Mise en jardin
Venant d’un pays pour qui la notion d’hospitalité relève du sacré, il me fallait repenser la manière avec laquelle le théâtre s’ouvre à son territoire et aux humains qui ont à le fréquenter.
Wajdi Mouawad
croquis Gilles Clément
Un théâtre est un espace où la parole prend une fonction différente de celle de l’espace urbain, voilà pourquoi il importe de penser l’hospitalité en lien avec l’idée d’une parole sacralisée, déviée, libérée…
Comment accueillir celui qui se dirige vers le théâtre, depuis la place Gambetta et les rues adjacentes, se présente devant le bâtiment et, avant même d’y pénétrer, comment le bâtiment devrait-il lui apparaître ?
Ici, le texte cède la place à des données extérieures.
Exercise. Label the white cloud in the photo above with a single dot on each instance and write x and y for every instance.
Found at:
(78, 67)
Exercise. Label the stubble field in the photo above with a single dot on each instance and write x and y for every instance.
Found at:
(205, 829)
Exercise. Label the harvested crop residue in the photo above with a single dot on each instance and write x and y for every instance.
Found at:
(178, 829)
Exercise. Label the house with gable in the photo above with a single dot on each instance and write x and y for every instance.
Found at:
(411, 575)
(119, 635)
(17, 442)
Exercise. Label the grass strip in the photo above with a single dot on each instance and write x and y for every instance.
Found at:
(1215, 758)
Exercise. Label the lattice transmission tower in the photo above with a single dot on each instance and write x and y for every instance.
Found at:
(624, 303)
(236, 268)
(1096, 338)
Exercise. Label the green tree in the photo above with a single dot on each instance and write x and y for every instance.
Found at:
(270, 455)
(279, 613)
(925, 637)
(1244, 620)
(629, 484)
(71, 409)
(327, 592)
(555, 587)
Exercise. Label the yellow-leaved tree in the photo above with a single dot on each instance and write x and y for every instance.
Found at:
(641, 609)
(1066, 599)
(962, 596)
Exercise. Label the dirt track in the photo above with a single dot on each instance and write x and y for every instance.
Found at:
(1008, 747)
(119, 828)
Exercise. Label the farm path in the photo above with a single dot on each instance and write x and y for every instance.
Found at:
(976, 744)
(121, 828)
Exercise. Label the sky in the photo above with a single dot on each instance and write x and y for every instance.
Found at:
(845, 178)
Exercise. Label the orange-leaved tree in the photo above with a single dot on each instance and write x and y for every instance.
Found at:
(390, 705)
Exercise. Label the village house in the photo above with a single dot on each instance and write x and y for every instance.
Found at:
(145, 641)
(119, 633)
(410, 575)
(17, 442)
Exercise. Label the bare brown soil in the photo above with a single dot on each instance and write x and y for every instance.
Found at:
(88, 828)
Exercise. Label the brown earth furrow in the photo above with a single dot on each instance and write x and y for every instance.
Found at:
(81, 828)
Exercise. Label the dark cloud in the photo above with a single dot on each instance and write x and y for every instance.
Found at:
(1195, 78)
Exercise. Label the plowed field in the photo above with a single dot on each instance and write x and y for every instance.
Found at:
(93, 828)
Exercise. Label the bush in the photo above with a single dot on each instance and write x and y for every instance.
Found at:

C’est autour de ces préoccupations qu’est né le projet de végétalisation du théâtre et de la rue Malte-Brun. En collaboration avec la Mairie du 20e arrondissement, la rue et les trottoirs seront partiellement plantés d’essences adaptées à l’environnement urbain – possiblement prises dans le cimetière du Père-Lachaise voisin – et des plantes grimpantes s’élèveront le long des colonnes du bâtiment, rappelant ainsi ce qu’est une colline.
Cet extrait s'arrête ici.